Eskom suits sent to coalface of crisis

Minister of public enterprises Pravin Gordhan briefs the media about the power outages that have hit the country./Masi Losi
Minister of public enterprises Pravin Gordhan briefs the media about the power outages that have hit the country./Masi Losi

As the country faces daily planned power cuts, which are seen as a threat to the economy, all Eskom managers have been ordered to cancel their holiday leave.

The managers would be deployed to individual power stations to get a sense of what's happening on the ground, public enterprises minister Pravin Gordhan told the media at a briefing at the financially dire state utility's offices in Johannesburg yesterday.

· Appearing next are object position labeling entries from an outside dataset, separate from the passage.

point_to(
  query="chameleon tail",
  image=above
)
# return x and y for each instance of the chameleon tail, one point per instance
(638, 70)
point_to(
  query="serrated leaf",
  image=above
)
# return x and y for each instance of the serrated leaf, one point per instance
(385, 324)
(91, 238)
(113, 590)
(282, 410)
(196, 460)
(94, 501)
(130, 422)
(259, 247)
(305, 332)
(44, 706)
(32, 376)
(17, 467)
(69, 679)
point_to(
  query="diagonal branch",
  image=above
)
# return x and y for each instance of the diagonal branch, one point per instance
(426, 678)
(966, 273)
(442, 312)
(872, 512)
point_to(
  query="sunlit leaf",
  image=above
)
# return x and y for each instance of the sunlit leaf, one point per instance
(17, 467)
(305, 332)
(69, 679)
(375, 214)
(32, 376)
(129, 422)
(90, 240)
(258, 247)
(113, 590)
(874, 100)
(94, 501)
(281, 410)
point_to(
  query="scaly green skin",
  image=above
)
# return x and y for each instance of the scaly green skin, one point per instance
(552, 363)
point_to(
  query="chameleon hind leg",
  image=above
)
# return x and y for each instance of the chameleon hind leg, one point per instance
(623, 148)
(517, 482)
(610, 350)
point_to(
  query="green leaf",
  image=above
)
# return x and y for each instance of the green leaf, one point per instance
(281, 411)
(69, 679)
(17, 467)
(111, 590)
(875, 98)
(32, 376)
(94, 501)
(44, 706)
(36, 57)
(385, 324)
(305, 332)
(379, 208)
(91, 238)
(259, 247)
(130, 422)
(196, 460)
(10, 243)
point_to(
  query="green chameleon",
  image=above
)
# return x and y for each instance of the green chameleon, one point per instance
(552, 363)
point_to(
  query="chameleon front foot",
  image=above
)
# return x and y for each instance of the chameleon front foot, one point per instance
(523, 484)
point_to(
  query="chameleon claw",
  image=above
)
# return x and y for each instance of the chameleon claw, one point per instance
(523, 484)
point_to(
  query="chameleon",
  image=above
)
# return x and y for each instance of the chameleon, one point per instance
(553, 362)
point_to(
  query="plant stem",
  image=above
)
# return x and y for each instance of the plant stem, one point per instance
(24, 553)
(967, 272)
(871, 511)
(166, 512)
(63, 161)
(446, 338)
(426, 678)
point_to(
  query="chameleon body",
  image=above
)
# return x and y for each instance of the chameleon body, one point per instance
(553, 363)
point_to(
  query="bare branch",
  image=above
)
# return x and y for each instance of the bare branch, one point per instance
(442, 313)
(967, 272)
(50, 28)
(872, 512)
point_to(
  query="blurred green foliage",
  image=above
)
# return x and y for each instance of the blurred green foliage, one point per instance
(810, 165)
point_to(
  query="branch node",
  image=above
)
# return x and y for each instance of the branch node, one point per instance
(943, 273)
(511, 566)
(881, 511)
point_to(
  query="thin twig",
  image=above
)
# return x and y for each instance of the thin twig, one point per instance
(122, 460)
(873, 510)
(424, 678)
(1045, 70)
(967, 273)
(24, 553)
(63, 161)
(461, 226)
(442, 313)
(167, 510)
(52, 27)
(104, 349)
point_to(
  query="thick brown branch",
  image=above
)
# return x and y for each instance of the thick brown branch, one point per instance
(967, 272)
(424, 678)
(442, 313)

Gordhan said the period between December 15 and January 15 the demand drops, and no power cuts - Eskom's "load-shedding" - are expected during that time.

He said President Cyril Ramaphosa would soon announce a task team to configure a road map for the next five years to help turn the troubled company around.

"This was one of the centres of state capture," Gordhan said.

Business Day reported on Wednesday that Eskom would ask the government to take R100bn of its debt onto its own balance sheet.

While the move would give Eskom relief, it would add another two percentage points to the government's debt-to-GDP ratio and could be seen as negative by credit-ratings agencies.

Gordhan said there was nothing definite with regard to the R100bn figure.

Currently, Eskom operates thanks to a R350bn debt guarantee by the government.

Eskom, which supplies most of SA's electricity, has amassed R419bn debt over the past 10 years due to its huge capital build programme.

It is now unable to pay interest costs from revenue earned, and must borrow to service its debt. Interest costs over the next three years are projected to be R250bn.

Overall debt is projected to rise to R600bn over three years .

Gordhan dismissed suggestions the government would privatise Eskom, saying this came from people trying to cause political mischief.

He said the issue was about finding the money to bridge the gap between revenue and expenditure.

With regard to the construction of the two mega power stations, Medupi and Kusile, Gordhan said forensic investigations had signalled that contractors had been falling short in design and quality.

"There's going to be tough talking between the board and management on one hand, and with companies.

"Somebody is making money from the doubling of costs in Medupi," Gordhan said.